4.3 Analysis of real data

The feasibility of the proposed method is also evaluated based on real transient disturbance data. Figure 9a presents a real transient disturbance with two small oscillations starting at approximately 0.02969 s and 0.07409 s, as well as a sag starting just after the first oscillation. When utilizing the wavelet method (the mother wavelet is sym8, threshold rule is Heursure, decomposition level is 3, and tuning factors a and m is 0.3 and 3, respectively), the denoising result for Fig. 9a is presented in Fig. 9b. When utilizing the proposed method with N = 2, u = 2, h = 0.3, P = 11, H = 7, α = 2, and δ = 0.3, the denoising and detection results for Fig. 9a are presented in Fig. 9c and d, respectively. Compared with Fig. 9b, c reveals that the proposed method provides a superior denoising effect, which not only makes the denoised signal smoother (as shown in the locally enlarged figures) but also accurately preserves transient disturbance characteristics. The red dashed line in Fig. 9d is the estimated threshold λ calculated based on (18). One can observe that the sharp information can be easily preserved according to the threshold. Figure 9d clearly identifies the occurrences of transient PQDs, which facilitates automatic signal processing by a computer.

Fig. 9

Denoising and detection results for real disturbance data

5 Conclusion

The main purpose of this paper is to introduce a novel method to denoise and detect transient disturbances. The IAKR method is an effective image denoising tool that can not only suppress noise effectively, but also preserve the details in images, such as edges. Based on deep research of this method, the IIAKR method is proposed for transient PQD denoising and detection, which has the advantage of avoiding estimating noise variance and a filter threshold.
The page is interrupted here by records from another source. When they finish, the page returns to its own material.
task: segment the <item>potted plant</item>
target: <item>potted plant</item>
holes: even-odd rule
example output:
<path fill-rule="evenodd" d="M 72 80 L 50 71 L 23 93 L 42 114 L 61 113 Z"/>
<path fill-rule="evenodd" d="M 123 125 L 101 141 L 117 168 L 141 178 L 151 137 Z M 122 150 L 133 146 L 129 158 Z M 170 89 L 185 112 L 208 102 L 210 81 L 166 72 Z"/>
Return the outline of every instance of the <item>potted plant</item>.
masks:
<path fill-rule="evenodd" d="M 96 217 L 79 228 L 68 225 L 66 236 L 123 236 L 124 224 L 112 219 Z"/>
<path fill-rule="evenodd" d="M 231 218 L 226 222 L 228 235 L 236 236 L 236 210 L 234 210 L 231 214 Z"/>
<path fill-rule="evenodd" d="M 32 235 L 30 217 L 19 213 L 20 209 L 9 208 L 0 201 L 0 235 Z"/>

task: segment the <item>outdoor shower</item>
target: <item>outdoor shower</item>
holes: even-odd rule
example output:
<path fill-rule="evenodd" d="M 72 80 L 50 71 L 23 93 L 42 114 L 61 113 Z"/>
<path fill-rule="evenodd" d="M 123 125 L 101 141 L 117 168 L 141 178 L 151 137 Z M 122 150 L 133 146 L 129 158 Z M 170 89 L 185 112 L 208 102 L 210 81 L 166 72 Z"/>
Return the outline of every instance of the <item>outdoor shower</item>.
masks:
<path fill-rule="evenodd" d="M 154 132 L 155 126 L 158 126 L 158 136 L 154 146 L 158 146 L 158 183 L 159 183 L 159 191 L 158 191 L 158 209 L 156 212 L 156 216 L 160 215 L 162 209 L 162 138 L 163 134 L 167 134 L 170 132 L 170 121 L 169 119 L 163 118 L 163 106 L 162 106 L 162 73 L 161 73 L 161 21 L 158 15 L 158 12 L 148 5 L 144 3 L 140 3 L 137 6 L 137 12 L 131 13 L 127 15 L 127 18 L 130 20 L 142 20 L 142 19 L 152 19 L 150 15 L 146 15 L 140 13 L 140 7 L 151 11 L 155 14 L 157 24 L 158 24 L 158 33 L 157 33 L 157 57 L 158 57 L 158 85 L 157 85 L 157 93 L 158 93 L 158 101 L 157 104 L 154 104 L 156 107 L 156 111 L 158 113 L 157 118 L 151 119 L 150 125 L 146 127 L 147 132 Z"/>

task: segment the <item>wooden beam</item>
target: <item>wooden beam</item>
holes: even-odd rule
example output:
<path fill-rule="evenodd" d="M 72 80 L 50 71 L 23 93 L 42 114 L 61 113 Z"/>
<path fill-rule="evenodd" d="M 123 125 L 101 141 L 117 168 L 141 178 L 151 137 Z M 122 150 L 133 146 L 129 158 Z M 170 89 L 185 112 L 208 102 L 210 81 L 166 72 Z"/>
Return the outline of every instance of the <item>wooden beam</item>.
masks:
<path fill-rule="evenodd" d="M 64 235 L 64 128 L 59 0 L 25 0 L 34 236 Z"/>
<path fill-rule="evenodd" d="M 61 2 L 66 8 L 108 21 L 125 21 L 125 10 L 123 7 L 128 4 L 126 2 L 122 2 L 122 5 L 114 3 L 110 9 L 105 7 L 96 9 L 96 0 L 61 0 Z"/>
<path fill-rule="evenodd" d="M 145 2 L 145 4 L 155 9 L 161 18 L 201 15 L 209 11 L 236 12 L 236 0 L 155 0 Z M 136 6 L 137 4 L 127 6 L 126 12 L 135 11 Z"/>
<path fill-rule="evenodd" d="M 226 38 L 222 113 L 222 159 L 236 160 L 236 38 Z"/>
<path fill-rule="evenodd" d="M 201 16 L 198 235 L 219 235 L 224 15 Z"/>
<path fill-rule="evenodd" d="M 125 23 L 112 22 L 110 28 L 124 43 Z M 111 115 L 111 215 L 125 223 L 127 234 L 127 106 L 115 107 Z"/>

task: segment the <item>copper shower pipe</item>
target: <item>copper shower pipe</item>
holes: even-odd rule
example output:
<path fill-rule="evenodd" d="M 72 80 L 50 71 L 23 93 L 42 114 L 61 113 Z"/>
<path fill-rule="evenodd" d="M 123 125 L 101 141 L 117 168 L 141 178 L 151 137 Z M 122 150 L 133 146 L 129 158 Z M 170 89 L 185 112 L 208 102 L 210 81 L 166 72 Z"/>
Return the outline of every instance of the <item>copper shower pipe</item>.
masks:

Experimental results demonstrate that the proposed method is effective in transient PQD denoising and can accurately preserve transient disturbance characteristics at sudden change points, even under strong noise conditions. Additionally, it yields good detection and location results for single and combined transient disturbances in different SNR environments. The proposed method has great potential for transient disturbance denoising and detection in PQ monitoring and analysis.